A full-scale oxygen factory on the Red Planet would require much larger units that would ideally need to run continuously.

To convert the Martian atmosphere into pure oxygen, MOXIE draws the air in through a filter that cleans it of contaminants. Next, the air is compressed and heated to 800°C and sent through a Solid Oxide Electrolyzer (SOXE), an instrument that electrochemically splits the carbon dioxide-rich air into oxygen ions and carbon monoxide.

These oxygen ions are then isolated and recombined to form breathable oxygen, which MOXIE measures for quantity and purity. The oxygen is then released back into the air, along with carbon monoxide and other atmospheric gases, primarily argon and nitrogen.

So far, MOXIE has proved that it can make oxygen at almost any time of the Martian day and year, but there is still one test condition that researchers are keen to investigate.

“The only thing we have not demonstrated is running at dawn or dusk, when the temperature is changing substantially,” said Hecht. “We do have an ace up our sleeve that will let us do that, and once we test that in the lab, we can reach that last milestone to show we can really run any time.”

Looking ahead, the researchers plan to push MOXIE’s capacity, and increase its production, in the Martian spring when atmospheric density and CO2 levels are high.

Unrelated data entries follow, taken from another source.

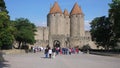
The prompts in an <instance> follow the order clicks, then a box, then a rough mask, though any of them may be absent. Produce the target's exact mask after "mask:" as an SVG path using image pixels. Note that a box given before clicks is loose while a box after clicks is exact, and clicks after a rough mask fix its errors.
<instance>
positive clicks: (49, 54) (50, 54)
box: [48, 48, 52, 58]
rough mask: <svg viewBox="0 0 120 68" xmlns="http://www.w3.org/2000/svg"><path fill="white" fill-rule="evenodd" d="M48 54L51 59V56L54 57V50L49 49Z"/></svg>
mask: <svg viewBox="0 0 120 68" xmlns="http://www.w3.org/2000/svg"><path fill="white" fill-rule="evenodd" d="M48 54H49V58H51V56H52V49H51V48H49V50H48Z"/></svg>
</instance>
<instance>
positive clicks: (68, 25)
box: [63, 9, 70, 37]
mask: <svg viewBox="0 0 120 68" xmlns="http://www.w3.org/2000/svg"><path fill="white" fill-rule="evenodd" d="M63 14H64V24H65V29H64V31H65V36H67V37H70V18H69V13H68V11H67V9H65V10H64V13H63Z"/></svg>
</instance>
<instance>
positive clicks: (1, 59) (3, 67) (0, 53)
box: [0, 52, 10, 68]
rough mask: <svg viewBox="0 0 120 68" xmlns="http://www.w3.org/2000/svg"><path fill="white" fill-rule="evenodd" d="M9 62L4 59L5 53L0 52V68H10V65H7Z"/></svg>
mask: <svg viewBox="0 0 120 68" xmlns="http://www.w3.org/2000/svg"><path fill="white" fill-rule="evenodd" d="M7 63H8V61H6V60H5V59H4V57H3V53H2V52H0V68H4V67H10V65H9V64H7Z"/></svg>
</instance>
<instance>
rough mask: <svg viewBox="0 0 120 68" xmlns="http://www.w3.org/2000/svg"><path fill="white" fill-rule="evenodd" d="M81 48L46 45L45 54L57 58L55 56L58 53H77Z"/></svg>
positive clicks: (77, 52)
mask: <svg viewBox="0 0 120 68" xmlns="http://www.w3.org/2000/svg"><path fill="white" fill-rule="evenodd" d="M79 52H80V50H79V49H78V48H60V47H54V48H52V49H51V48H50V47H46V48H45V50H44V54H45V58H55V56H57V55H58V54H62V55H68V54H69V55H71V54H75V53H77V54H78V53H79Z"/></svg>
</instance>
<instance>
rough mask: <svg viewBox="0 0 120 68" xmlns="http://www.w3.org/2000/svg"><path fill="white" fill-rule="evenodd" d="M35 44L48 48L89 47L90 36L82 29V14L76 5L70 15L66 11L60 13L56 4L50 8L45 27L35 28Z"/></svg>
mask: <svg viewBox="0 0 120 68" xmlns="http://www.w3.org/2000/svg"><path fill="white" fill-rule="evenodd" d="M35 38H36V40H37V42H36V44H35V45H41V46H46V45H48V44H49V46H50V47H53V46H60V47H75V46H79V47H82V46H84V45H87V44H89V45H90V46H91V47H93V48H94V47H95V46H93V43H92V41H91V35H90V32H89V31H85V29H84V14H83V12H82V9H81V7H79V5H78V4H77V3H75V5H74V6H73V8H72V10H71V12H70V13H68V11H67V9H65V10H64V12H62V10H61V8H60V6H59V5H58V3H57V2H55V3H54V5H53V6H52V7H51V9H50V12H49V13H48V15H47V27H37V33H36V37H35Z"/></svg>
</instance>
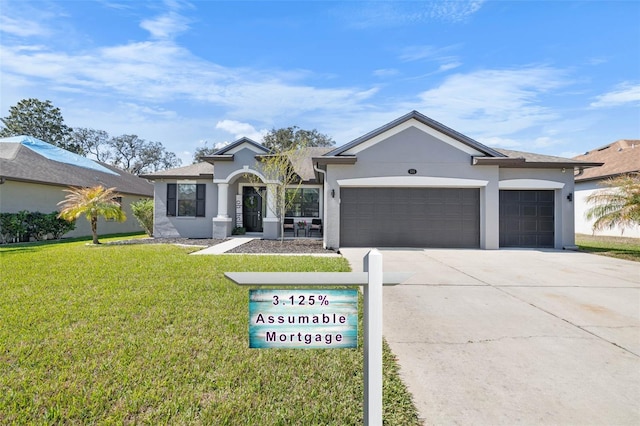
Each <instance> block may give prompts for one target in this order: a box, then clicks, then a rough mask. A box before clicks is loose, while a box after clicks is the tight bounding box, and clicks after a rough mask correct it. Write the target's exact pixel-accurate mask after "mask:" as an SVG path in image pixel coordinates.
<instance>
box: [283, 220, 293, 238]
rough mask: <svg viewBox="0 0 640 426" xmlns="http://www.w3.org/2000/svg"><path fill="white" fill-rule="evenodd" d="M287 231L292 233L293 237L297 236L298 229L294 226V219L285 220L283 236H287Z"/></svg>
mask: <svg viewBox="0 0 640 426" xmlns="http://www.w3.org/2000/svg"><path fill="white" fill-rule="evenodd" d="M287 231H291V233H292V234H293V235H295V234H296V227H295V225H294V223H293V219H292V218H285V219H284V227H283V229H282V233H283V234H286V233H287ZM283 236H284V235H283Z"/></svg>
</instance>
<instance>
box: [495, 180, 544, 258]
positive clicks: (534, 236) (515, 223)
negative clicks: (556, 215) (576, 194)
mask: <svg viewBox="0 0 640 426" xmlns="http://www.w3.org/2000/svg"><path fill="white" fill-rule="evenodd" d="M554 210H555V209H554V192H553V191H515V190H514V191H512V190H502V191H500V247H533V248H537V247H554V219H553V216H554Z"/></svg>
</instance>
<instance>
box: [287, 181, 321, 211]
mask: <svg viewBox="0 0 640 426" xmlns="http://www.w3.org/2000/svg"><path fill="white" fill-rule="evenodd" d="M290 199H291V200H292V203H291V205H290V207H289V208H288V209H287V211H286V212H285V216H287V217H320V188H297V189H287V200H290Z"/></svg>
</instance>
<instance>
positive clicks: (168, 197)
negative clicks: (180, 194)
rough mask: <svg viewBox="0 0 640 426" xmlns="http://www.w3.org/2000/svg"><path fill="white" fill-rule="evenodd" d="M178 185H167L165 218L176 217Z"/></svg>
mask: <svg viewBox="0 0 640 426" xmlns="http://www.w3.org/2000/svg"><path fill="white" fill-rule="evenodd" d="M177 191H178V185H176V184H175V183H168V184H167V216H175V215H176V206H177V204H178V203H177V199H176V198H177Z"/></svg>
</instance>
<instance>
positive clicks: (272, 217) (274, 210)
mask: <svg viewBox="0 0 640 426" xmlns="http://www.w3.org/2000/svg"><path fill="white" fill-rule="evenodd" d="M275 201H276V186H275V185H274V184H269V183H268V184H267V211H266V216H265V218H264V219H263V220H262V230H263V231H262V236H263V238H264V239H266V240H275V239H277V238H278V237H279V236H280V219H279V218H278V215H277V213H276V211H275V210H276V203H275Z"/></svg>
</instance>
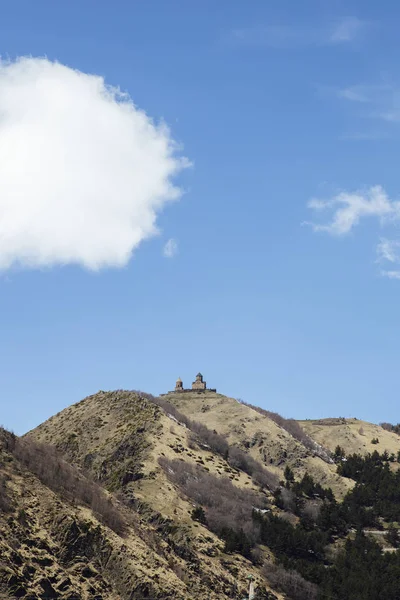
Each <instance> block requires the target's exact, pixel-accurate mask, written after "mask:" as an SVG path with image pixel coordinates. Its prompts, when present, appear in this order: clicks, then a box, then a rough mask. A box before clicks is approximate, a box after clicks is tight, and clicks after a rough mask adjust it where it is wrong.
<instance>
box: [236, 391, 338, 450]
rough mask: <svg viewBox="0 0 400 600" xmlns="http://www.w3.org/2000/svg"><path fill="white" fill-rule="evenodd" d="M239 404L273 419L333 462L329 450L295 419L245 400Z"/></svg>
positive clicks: (311, 447)
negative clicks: (273, 411) (331, 459)
mask: <svg viewBox="0 0 400 600" xmlns="http://www.w3.org/2000/svg"><path fill="white" fill-rule="evenodd" d="M239 402H240V403H241V404H244V405H245V406H248V407H249V408H252V409H253V410H255V411H256V412H258V413H260V415H263V416H264V417H268V419H271V421H274V423H276V424H277V425H279V427H282V429H285V431H287V432H288V433H290V435H291V436H292V437H294V438H295V439H296V440H297V441H298V442H300V443H301V444H303V446H305V447H306V448H308V449H309V450H312V451H313V452H314V453H315V454H317V456H319V457H320V458H322V460H325V461H326V462H332V460H331V453H330V452H329V450H327V449H326V448H323V447H322V446H320V445H319V444H317V443H316V442H314V440H312V439H311V438H310V436H308V435H307V434H306V432H305V431H304V429H302V427H301V425H300V424H299V423H298V422H297V421H296V420H295V419H285V417H282V415H279V414H278V413H275V412H272V411H270V410H265V409H264V408H261V407H259V406H254V405H253V404H249V403H248V402H244V400H239Z"/></svg>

They will also monitor the instrument for signs of wear and tear.

If MOXIE can operate successfully, despite repeatedly turning on and off, it would lay the groundwork for a full-scale system. This would need to be designed to run continuously, and would need to run for thousands of hours to support a future human mission.

“To support a human mission to Mars, we have to bring a lot of stuff from Earth, like computers, spacesuits and habitats,” said Hoffman. “But dumb old oxygen? If you can make it there, go for it – you’re way ahead of the game.”